Der Hauptausschuss des Nationalrats befasste sich
heute auch mit den Geschäftsberichten 2010 des Zukunftsfonds, des Nationalfonds der Republik Österreich und des Allgemeinen Entschädigungsfonds. Alle drei Berichte wurden einstimmig zur Kenntnis genommen, wobei den MitarbeiterInnen der Fonds jeweils
Lob seitens der Abgeordneten ausgesprochen wurde.

Zukunftsfonds - mehr als 1000 Projekte eingereicht

Seit 10. Jänner 2011 ist ein neues Kuratorium des Zukunftsfonds unter dem Vorsitz von Kurt Scholz tätig. Er hat in dieser
Funktion die Nachfolge von Waltraud Klasnic angetreten. Das Amt
des Generalsekretärs hat Herwig Hösele mit 1. März 2011 von Richard Wotava übernommen.

Scholz erläutert gegenüber Abgeordnetem Harald Walser (G), dass seit Bestehen des Fonds mehr als 1000 Projekte eingereicht worden seien. Der Fonds, der "ein sich verzehrender Fonds" sei, werde
noch sieben Jahre lang über Geld verfügen, zur Prüfung der Geschäftsführung stehe man in ständigem Kontakt mit dem Rechnungshof.

Das Archiv des Versöhnungsfonds sei bereits dem Österreichischen Staatsarchiv übergeben worden und liege somit für weitere Forschung bereit.

Aufgabe des Zukunftsfonds, der im Jänner 2006 seine Arbeit aufgenommen hat, ist es, in erster Linie Projekte zu fördern,
"die den Interessen und dem Gedenken der Opfer des nationalsozialistischen Regimes, der Erinnerung an die Bedrohung durch totalitäre Systeme und Gewaltherrschaft sowie der internationalen Zusammenarbeit dienen". Darüber hinaus sollen Projekte unterstützt werden, "die zu einer Förderung der Achtung der Menschenrechte und der gegenseitigen Toleranz auf diesen Gebieten beitragen". Auch wissenschaftliche Arbeiten zu diesen Themen sollen mit Mitteln des Zukunftsfonds finanziert werden.

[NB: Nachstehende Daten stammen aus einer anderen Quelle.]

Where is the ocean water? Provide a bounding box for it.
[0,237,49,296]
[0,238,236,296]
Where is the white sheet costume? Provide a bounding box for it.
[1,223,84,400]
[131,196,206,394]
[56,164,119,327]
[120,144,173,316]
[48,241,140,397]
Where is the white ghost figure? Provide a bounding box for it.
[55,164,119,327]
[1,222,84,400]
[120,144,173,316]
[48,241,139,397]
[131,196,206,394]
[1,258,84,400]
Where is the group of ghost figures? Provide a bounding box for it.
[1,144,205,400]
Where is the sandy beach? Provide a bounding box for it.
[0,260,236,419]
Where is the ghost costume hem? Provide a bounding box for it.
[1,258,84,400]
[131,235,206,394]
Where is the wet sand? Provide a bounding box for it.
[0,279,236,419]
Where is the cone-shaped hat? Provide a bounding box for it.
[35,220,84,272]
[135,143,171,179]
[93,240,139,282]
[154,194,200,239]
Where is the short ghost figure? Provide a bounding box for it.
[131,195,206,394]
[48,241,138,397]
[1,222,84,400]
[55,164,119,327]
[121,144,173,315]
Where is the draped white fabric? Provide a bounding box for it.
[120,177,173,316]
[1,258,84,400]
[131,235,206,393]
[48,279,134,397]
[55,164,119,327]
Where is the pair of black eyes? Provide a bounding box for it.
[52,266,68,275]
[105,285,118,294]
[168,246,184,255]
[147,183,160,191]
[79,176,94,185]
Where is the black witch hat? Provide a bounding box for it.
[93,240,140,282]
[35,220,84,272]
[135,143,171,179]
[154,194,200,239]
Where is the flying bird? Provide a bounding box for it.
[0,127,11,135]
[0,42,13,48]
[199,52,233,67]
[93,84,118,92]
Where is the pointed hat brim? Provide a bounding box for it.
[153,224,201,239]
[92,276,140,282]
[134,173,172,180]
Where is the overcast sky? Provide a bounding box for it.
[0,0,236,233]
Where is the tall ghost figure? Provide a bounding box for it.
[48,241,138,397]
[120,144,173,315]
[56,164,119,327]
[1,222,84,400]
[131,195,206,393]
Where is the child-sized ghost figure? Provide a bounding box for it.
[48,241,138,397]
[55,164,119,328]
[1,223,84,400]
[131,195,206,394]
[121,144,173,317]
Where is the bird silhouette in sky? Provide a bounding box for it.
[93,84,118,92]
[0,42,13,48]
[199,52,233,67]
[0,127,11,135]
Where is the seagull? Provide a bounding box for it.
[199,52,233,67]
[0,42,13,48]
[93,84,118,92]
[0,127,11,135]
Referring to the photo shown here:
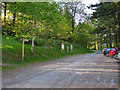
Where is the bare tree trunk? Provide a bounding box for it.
[4,2,7,23]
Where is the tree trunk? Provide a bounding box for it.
[4,2,7,23]
[13,12,16,25]
[109,30,112,48]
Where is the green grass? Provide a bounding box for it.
[0,35,92,71]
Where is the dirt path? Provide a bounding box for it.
[2,53,118,88]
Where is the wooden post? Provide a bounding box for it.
[22,38,24,61]
[67,45,69,53]
[70,44,73,52]
[31,32,35,52]
[61,43,64,53]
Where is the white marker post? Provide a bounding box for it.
[67,45,69,53]
[61,43,64,53]
[70,44,73,52]
[22,38,28,61]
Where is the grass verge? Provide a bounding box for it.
[0,35,92,71]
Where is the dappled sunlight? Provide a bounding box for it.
[57,68,120,73]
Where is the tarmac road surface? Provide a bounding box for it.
[2,52,120,88]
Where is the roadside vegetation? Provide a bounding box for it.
[2,35,92,71]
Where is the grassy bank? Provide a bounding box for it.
[0,35,91,71]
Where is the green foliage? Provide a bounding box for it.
[1,35,91,68]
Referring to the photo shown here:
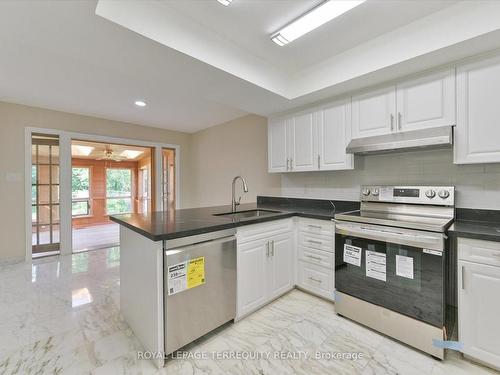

Laut Bericht sind bis zum 31. Dezember 2010 insgesamt 815 Anträge eingelangt, wovon 484 genehmigt wurden. 19 Projekte sind noch
offen, 281 wurden abgelehnt, 26 zurückgezogen. 300 Projekte
konnten in der Zwischenzeit abgeschlossen werden, 184 sind noch
im Laufen. Die genehmigten Förderungen belaufen sich auf 10,2
Mio. €. Im Jahr 2010 wurde für 124 neue Projekte insgesamt ein Betrag von rund 1,8 Mio. € genehmigt, tatsächlich ausbezahlt wurden rund 2,1 Mio. €, worin auch Teilzahlungen für mehrere Jahre laufende Projekte enthalten sind.

Der Vermögensstand des Zukunftsfonds bezifferte sich am 31. Dezember 2010 mit 15.865.867 € (2009: 17.960.207 €).

Alle genehmigten Projekte sind in einer Kurzzusammenfassung auf
der Homepage des Zukunftsfonds verfügbar (www.zukunftsfonds-austria.at).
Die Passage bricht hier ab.